This project contains lab work for IN4392 Cloud Computing course at TU Delft. The aim of the project is to implement a resource manager for AWS cloud which should operate similarly to the Elastic Beanstalk service and simplify the deployment of web applications using Python and WSGI at AWS machines.

##Prerequisites

To work with IN4392, the following should be done in advance.

  • Somehow get UNIX-like OS. Windows sucks and I'm lazy, here are the two serious reasons not to support it.
  • Install Python 2.6<=workingversion<3.
  • Install boto.
  • Install paramiko.
  • Install Google Visualization Python API
  • Add your ACCESS_KEY_ID and SECRET_ACCESS_KEY either to boto config file or set them as environment variables.
  • Copy in4392/aws/aws.config.default to in4392/aws/aws.config and adjust the configuration in it as you wish.

##Installation

IN4392 does not require installation, but some procedures can be done with your profile file to simplify its usage.

  • Add an alias to the main file, i.e. alias awsenv="python /path/to/in4392/aws/environment.py"
  • Add an alias to the monitoring file, i.e. alias awsmonitor="python /path/to/in4392/aws/monitor.py"
  • Set IN4392_HOME variable and point it to in4392 folder.

##Workflow

IN4392 is already supplied with a sample WSGI Python application.

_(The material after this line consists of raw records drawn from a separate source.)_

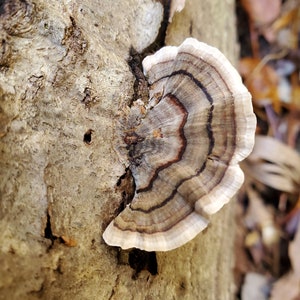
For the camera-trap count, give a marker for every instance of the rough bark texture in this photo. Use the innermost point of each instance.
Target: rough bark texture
(64, 71)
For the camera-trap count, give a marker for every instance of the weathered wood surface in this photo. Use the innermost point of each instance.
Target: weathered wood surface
(64, 71)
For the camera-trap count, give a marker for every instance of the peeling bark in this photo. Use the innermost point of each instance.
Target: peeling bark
(64, 84)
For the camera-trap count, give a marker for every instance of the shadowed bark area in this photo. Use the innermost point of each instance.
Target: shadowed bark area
(65, 83)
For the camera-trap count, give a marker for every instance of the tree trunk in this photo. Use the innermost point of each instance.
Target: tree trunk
(64, 83)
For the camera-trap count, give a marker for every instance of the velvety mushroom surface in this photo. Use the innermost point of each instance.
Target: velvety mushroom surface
(184, 151)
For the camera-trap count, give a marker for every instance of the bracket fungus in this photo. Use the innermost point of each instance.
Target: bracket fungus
(184, 151)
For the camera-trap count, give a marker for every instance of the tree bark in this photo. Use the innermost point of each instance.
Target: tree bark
(64, 83)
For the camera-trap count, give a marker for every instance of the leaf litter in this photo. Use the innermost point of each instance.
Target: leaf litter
(268, 212)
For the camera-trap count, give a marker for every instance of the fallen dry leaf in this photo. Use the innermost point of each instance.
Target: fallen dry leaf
(261, 81)
(274, 164)
(287, 288)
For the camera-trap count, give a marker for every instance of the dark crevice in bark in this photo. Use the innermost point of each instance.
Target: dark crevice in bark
(135, 58)
(48, 234)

If you want to use your application instead, you have to place it inside job/ folder. After you are done, you should proceed as follows.

  • run awsenv create to create AWS environment. In the console output you will see the automatically generated environment ID to be used in further operations. You can specify your own ID with -e command-line argument. After creating the environment you will be provided with the DNS name of a load balancer that you would use to access the application.
  • run awsenv deploy -e <id> to deploy your application to the environment. This procedure may take several minutes. After it is completed, you may point your browser to DNS obtained at a previous step to see it working at AWS platform. Sometimes the application may be inaccessible for several minutes after the deployment due to the need to establish proper communication between the load balancer and EC2 instances.
  • run awsenv delete -e <id> to delete the environment.
  • run awsmonitor -e <id> after the app deployment for monitoring, logging and autoscaling.
  • run python aws\monitorguiserver.py and go to 0.0.0.0:8080 in your browser to work with Monitoring GUI.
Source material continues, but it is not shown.